In contrast to the high confirmatory rate of NAAT based tests and culture to test rectal swabs, EIAs were found to perform very badly, with the real time PCR only being able to confirm 35.4% of specimens screened initially using EIA methods. The low confirmatory rate reflects the low specificity of EIA when testing rectal specimens, which has been described previously.⁶ The data presented here further confirm that an EIA is an inappropriate test to use to examine a rectal specimen and that laboratories still using EIAs for testing should urgently find an alternative methodology.

The ability of different platforms to detect chlamydial infection in rectal sites is currently the subject of intense discussion. In this study we have presented data that show high confirmatory rates can be achieved using an independent real time PCR assay to examine rectal specimens that had initially tested C trachomatis positive using NAATs and chlamydia culture.
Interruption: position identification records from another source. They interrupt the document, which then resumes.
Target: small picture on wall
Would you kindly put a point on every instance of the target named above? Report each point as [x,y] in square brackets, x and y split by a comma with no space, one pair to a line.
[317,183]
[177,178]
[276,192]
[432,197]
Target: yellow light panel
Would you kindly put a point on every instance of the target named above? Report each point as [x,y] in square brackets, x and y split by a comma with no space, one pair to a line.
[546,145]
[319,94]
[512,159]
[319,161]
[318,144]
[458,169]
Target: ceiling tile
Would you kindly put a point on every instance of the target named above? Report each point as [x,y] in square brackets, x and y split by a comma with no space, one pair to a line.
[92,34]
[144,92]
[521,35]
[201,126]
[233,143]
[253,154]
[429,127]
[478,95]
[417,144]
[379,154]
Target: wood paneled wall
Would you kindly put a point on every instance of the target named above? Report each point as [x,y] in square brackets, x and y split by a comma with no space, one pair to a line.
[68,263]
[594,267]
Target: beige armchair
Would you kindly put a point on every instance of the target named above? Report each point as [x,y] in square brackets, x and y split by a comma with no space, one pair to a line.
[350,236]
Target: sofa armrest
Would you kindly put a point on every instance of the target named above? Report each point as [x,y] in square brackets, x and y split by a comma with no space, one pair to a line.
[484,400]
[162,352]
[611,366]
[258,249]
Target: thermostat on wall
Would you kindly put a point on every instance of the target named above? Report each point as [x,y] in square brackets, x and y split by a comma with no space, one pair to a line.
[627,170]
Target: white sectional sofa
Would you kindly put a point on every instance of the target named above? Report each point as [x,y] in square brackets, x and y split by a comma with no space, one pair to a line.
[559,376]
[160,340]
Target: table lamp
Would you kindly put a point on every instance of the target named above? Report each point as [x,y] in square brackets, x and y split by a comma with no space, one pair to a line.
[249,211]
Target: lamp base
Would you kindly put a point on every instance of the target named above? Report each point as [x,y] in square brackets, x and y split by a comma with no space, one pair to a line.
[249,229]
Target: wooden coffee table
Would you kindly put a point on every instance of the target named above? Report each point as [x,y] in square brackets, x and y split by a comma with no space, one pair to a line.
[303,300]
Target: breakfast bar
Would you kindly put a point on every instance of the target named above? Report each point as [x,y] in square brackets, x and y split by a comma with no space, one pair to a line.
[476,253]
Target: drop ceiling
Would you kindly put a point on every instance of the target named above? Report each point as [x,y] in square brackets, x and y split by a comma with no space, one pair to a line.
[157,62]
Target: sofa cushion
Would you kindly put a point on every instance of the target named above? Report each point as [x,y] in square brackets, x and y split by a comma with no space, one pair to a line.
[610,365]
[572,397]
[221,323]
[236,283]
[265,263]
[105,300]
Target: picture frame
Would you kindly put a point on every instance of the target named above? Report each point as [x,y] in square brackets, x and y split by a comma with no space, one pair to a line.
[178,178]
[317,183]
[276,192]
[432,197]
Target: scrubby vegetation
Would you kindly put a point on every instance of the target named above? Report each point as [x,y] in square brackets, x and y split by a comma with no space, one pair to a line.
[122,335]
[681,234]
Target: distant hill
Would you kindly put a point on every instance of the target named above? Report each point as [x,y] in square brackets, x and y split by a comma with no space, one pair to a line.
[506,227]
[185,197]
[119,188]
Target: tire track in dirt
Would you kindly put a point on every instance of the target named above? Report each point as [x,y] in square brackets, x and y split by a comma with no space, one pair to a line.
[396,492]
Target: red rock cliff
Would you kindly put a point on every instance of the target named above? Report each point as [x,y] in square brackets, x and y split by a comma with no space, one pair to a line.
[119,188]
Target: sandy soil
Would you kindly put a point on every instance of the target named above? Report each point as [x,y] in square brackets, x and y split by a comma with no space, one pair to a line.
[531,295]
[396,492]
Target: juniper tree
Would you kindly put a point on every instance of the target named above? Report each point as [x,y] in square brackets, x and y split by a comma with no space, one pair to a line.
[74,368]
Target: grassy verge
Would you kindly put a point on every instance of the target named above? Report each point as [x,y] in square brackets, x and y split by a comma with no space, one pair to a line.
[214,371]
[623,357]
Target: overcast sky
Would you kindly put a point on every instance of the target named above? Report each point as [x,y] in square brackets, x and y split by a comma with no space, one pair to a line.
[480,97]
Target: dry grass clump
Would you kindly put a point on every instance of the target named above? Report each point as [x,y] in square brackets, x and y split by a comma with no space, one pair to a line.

Conversely, this was not the case for specimens that had been screened using EIA tests; this reflects the low specificity of this test when examining rectal specimens. It is hoped that these data will provide support to those primary diagnostic laboratories that are currently using NAATs to screen rectal specimens for C trachomatis despite their unlicensed status, and will encourage laboratories still screening rectal specimens with EIA based methods to move to a more appropriate technology.